Secondary error handling should catch the SIGSEGV and continue error
reporting with the next step. But that does not work in this case.

Causes:
  - hotspot blocks all signals when installing signal handlers. Within the
secondary signal handler, only the original signal gets unblocked, the rest
remained blocked. If another synchronous error signal happens, it is still
blocked. If the second signal is a synchronous signal, the OS would
terminate the process right away because there is no way to defer
synchronous error signals.
  - when installing signal handlers for secondary error handling, only
signal handlers for SIGBUS and SIGSEGV were added; but more signals may
happen during error handling (we saw SIGTRAP, SIGILL, ..etc).

Fix:
secondary signal handler is installed for all synchronous error signals
(which is now a list and easily expandable in vmError_<os>.cpp). All those
signals are unblocked.

In order to test the fix, some test code was added too:

a) debug.cpp: changed "test_error_handler()" to a more generic
"controlled_crash(int how)", which can be called at arbitrary places, not
only at initialization time. "test_error_handler()" still exists and just
calls "controlled_crash(ErrorHandlerTest)", so its behaviour did not change.

b) expand controlled_crash():
  - added option 14, a guaranteed crash with a SIGSEGV at a predefined
address, which is printed out and can later be tested against.

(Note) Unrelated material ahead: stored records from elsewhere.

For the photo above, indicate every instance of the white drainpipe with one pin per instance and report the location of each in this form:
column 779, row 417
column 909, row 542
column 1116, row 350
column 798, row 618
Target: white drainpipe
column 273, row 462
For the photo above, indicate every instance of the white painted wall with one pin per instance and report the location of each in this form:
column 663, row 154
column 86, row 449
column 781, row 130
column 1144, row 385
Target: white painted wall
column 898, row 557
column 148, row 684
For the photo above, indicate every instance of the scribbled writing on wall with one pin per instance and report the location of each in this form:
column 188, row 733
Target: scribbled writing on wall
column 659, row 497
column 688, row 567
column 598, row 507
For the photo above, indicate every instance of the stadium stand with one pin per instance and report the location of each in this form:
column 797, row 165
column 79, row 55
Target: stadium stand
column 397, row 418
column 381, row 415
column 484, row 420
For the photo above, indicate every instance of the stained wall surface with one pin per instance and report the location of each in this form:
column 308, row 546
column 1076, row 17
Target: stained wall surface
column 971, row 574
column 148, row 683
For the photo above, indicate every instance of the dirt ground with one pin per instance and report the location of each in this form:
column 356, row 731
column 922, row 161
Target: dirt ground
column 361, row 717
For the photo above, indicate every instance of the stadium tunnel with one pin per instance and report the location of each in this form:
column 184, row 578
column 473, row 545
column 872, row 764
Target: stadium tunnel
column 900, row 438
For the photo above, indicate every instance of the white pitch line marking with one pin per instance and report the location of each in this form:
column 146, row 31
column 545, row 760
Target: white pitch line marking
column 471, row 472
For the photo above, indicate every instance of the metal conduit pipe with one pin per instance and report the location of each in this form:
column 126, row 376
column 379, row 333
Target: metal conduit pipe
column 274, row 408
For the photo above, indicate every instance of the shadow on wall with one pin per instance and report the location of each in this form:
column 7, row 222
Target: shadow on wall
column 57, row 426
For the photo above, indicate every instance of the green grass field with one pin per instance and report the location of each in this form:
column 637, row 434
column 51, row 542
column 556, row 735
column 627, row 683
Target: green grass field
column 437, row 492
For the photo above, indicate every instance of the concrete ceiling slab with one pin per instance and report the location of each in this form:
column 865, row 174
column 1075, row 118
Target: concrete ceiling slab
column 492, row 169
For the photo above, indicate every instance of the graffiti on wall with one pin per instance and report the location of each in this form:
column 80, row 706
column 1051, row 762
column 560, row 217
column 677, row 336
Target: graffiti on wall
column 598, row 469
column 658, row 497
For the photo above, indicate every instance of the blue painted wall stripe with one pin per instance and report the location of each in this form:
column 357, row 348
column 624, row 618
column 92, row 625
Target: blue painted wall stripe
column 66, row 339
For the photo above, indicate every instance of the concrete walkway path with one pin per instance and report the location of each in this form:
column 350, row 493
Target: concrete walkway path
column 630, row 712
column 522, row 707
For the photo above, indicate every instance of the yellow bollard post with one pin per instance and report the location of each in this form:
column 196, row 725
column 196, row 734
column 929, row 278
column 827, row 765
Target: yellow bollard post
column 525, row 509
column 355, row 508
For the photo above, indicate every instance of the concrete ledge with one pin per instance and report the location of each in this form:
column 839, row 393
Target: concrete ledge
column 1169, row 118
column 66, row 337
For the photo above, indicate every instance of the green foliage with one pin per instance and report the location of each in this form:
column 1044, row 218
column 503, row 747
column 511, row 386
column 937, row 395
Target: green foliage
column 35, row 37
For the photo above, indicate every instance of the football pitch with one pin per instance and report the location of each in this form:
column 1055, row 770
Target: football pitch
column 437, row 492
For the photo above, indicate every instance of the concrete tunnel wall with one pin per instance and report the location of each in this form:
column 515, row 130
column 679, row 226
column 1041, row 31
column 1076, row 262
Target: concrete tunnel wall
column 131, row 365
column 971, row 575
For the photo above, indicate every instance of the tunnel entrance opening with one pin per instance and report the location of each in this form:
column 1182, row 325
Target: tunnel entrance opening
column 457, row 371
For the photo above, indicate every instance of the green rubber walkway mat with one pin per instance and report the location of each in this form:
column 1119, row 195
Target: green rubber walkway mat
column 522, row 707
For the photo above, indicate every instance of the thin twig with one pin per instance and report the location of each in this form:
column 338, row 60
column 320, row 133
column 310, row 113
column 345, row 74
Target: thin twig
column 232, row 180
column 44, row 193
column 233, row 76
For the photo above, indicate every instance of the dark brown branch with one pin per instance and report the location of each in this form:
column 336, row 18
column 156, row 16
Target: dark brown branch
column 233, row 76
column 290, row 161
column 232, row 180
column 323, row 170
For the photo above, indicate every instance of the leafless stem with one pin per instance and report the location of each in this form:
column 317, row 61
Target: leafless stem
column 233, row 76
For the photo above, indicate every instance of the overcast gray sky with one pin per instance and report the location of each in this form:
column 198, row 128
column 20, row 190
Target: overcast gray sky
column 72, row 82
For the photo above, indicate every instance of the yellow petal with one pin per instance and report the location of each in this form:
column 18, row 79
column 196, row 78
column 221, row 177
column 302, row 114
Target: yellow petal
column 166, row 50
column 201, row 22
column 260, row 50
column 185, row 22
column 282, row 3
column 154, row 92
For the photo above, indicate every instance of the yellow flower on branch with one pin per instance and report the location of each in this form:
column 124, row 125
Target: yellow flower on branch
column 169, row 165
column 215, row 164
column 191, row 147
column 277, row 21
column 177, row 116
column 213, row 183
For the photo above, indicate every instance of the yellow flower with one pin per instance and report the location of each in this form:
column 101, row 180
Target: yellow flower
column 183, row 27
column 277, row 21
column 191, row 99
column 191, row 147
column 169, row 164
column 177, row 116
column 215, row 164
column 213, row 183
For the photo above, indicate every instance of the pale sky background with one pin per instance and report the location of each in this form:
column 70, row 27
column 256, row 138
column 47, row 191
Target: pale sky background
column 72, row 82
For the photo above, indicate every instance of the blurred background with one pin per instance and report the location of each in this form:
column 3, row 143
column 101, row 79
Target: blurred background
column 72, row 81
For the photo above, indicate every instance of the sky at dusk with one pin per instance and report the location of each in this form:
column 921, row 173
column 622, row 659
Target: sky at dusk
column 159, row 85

Note that I
realize that this is a bit redundant to option 12 or 13, but the crash is
guaranteed and it crashes with a not-null address which should turn up in
hs-err file (to check that hs-err file is correct).
  - added option 15, a guaranteed crash with a SIGILL at a predefined
instruction address. Here, the point is to get a real-world SIGILL (not
just raising it) at a not-null known pc.

c) Add a parameter "-XX:TestCrashDuringErrorHandler=<n>", which works the
same as "-XX:ErrorHandlerTest=<n>". This parameter is used to trigger
controlled crashes inside the error handler. That way secondary error
handling can be tested.

(a)-(c) allow us to test the fixes manually, for example:

java -XX:ErrorHandlerTest=15  -XX:TestCrashDuringErrorHandler=14

causes a SIGILL during initialization, and a secondary SIGSEGV inside error
handling. This demonstrates the effect of the bug. Without the fix, the VM
will abort right away without finishing the hs-err file.

--

I am in the process of writing some JTreg Tests, but I would like to put
those into a separate change. This is because there are more fixes to error
reporting in our pipeline and I'd like to bundle the jtreg tests in one
change.

Kind Regards,

Thomas Stuefe